Yet, [Briars and Resnick's paper] was the only independent research that demonstrated significant positive results for the Everyday Math program for a number of years. During this period district curriculum developers relied on [Briars and Resnick's paper] to justify choosing the program, and, today, EM is used by almost 20% of our students. Likewise [Riordan and Noyce's paper] was the only research accepted by [the U.S. Department of Education's] What Works Clearinghouse in their initial reports that showed positive effects for the elementary school program ``Investigations in Number, Data, and Space,'' which today is used by almost 10% of our students.
As Milgram notes:
Between one quarter and 30% of our elementary school students is a huge data set. Consequently, if these programs were capable of significantly improving our K-12 student outcomes, we would surely have seen evidence by now.
And to pretend that such evidence exists when it doesn't is nothing short of educational malpractice.

7 comments:

SteveH said...

Thanks for the update.

I had the What Works Clearinghouse data for EM thrown in my face long ago. I replied that the results were marginal at best. Even if the school didn't have the WWC data, they would have kept EM. This was the school where a number of bright fifth graders still didn't know the times table. The teacher had to NOT trust the spiral to remediate. She didn't cover 35% of the EM material by the end of the year but sent a letter home claiming victory over critical thinking and problem solving.

Whatever.

Laura in AZ said...

Nothing like having the results decided on before your data is even collected. *rolls eyes* This is probably only the tip of the iceberg, unfortunately.

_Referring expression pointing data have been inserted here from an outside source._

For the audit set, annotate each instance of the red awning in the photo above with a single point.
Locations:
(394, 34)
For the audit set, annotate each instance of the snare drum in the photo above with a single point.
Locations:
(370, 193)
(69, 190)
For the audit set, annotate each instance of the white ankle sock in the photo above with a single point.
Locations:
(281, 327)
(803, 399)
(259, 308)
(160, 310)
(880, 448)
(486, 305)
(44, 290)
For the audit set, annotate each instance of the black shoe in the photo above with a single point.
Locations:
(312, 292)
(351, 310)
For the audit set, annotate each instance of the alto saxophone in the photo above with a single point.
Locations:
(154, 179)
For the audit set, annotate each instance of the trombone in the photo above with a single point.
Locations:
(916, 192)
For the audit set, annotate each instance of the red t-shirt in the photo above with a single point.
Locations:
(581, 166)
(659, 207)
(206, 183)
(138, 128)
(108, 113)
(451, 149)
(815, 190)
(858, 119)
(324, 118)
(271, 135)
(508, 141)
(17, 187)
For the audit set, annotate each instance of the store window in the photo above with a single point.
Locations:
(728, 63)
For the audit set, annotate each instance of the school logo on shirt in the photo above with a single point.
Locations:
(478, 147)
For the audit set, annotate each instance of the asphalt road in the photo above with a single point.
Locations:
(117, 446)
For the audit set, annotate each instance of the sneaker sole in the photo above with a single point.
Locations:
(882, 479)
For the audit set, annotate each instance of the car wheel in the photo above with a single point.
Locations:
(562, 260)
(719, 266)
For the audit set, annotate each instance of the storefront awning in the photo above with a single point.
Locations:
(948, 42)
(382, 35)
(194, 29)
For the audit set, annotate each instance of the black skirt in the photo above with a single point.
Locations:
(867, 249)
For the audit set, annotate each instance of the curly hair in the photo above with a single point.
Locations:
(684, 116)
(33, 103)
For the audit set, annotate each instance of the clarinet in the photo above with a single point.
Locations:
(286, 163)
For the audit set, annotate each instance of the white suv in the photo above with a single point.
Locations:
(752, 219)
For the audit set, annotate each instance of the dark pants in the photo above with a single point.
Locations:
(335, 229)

When my daughter's Parochial school switched math curriculum's to one of these "fuzzy" math ones, that, along with several other issues, is one of the contributing reasons for pulling her out and starting to homeschool her. We started with Saxon and it worked for about 1 1/2 years, but then we had to go to a more regular, though traditional math curriculum (Abeka) which stays on one subject longer, but still has lots of review. Though I still do the Saxon drills with her.

Student of History/Robin said...

Katherine-

Couple of points. The first is that the references to "Standards" are not content standards but the Standards for Teaching and Learning created in Chicago in the early 90s. Standards became a euphemism for outcomes after OBE after OBE became controversial. Keep the practices. Change the name to make the heat die down.

This matters a lot because President Obama on multiple occasions has said those Chicago standards which he was involved in as part of the Chicago Annenberg challenge are the real common core. The Hewlett Foundation has also corroborated that.

I did not realize that Jo was now at Stanford as well. The Ed school there has basically put together a team to implement the Effective Schools research and get around all the obstacles turned up that varied implementation at the school and classroom level in that 1973-1978 Rand Change Agent research study.

Third, on Common Core which incorporates the CPM work in the assessments that are to be so much a part of the implementation, it's the assessments that are to drive the classroom. That's why what is going on in Texas and Virginia mirrors the other states. STAAR for example is based on Norman Webb's OBE based Depth of Knowledge. McTighe and Wiggins and their Understanding by Design is the model for the kind of performance assessments to be used. That's performance as in activities and behaviors and tasks. Most collaborative. UbD drives most of the teacher training now in Texas.

The tip in your post Katherine that tells me where to look additionally is the Resnick link. Lauren is forever ground zero for what is really going on. Has been for decades.

What is educational malpractice to us is just Dewey's Social Reconstruction and a different purpose for education if you are Boaler or Resnick.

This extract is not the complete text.